Rob Spence of Danburykline drew comparisons between the aviation industry and the railway. He was critical of the railway practice of each operator inventing its own process for developing its maintenance regime, and he was also critical of some of what had been presented at the conference. He was clear that both wireless downloading and clever people were necessary, but they had to do their clever work before that next time the train comes to depot at which point the maintainer can go directly to the train with the right tools, equipment and parts to get the job done with minimum downtime.
Given Rob’s experience as a senior manager in aircraft maintenance, he was a great fan of the MSG-3 process (simplistically, a standardised form of the RCM2 philosophy as described in the ScotRail example) that is not only applied but is required to be applied to the development of the maintenance regime for most commercial aircraft in service today. This is a standardised process so that anyone in the aircraft industry would be familiar with it. As an example, it is also normal to have standardised fault codes across the industry.
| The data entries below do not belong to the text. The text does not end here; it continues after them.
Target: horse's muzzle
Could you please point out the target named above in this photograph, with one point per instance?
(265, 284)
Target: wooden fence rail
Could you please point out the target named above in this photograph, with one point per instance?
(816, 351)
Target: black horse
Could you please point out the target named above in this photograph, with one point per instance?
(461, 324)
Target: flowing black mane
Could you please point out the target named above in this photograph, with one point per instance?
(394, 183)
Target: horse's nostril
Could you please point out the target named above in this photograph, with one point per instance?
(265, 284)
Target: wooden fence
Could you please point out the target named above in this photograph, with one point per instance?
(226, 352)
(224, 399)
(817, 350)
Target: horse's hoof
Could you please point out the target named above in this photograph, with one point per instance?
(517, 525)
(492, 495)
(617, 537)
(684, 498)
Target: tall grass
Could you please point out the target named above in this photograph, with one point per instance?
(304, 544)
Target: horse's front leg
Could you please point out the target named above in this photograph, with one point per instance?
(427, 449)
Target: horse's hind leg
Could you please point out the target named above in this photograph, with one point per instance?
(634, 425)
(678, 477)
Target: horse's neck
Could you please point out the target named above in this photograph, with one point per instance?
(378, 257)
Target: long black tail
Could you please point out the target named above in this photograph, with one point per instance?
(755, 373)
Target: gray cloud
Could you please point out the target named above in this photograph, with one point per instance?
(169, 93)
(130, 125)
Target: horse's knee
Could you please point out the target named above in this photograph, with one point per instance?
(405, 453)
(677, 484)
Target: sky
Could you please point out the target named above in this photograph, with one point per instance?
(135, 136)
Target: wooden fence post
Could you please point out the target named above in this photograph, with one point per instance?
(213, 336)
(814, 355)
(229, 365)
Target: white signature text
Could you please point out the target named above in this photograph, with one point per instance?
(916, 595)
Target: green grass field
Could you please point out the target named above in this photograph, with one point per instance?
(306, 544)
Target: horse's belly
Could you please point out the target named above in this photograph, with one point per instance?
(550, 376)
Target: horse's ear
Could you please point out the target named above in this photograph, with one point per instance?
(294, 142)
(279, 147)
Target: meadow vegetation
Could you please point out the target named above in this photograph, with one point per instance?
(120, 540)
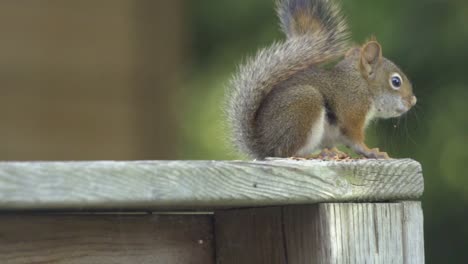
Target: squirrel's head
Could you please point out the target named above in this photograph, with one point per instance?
(392, 91)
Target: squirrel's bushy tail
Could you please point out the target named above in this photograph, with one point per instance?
(316, 33)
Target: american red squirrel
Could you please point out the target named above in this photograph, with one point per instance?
(282, 103)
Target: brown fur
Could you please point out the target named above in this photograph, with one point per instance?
(280, 95)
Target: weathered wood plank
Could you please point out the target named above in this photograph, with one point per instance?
(154, 185)
(105, 239)
(332, 233)
(354, 233)
(249, 236)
Rob emphasised the importance of deciding what maintenance needs to be done before trying to determine how it should be done efficiently. He outlined the benefits to performance and cost that had been achieved in the rail industry by the application of MSG-3. This presentation was particularly relevant, given that some of the operators were complaining about the lack of standardisation and had felt they were almost reinventing the wheel from scratch.
And after all that?
After twenty-seven varied presentations, some of which are detailed above, what did I learn?
Data Scientists and Rolling Stock Engineers working together generally deliver better results than working individually,
Machine learning is, for the railway, in its infancy,
It is sensible to start by learning to do simple things with the data to deliver some results. It’s easy to be too clever, too early,
Data is an adjunct to learning about failure modes effects and criticality, not a substitute,
Possibly the most important point was that most speakers identified how much more they learned from their data sets than they had originally expected.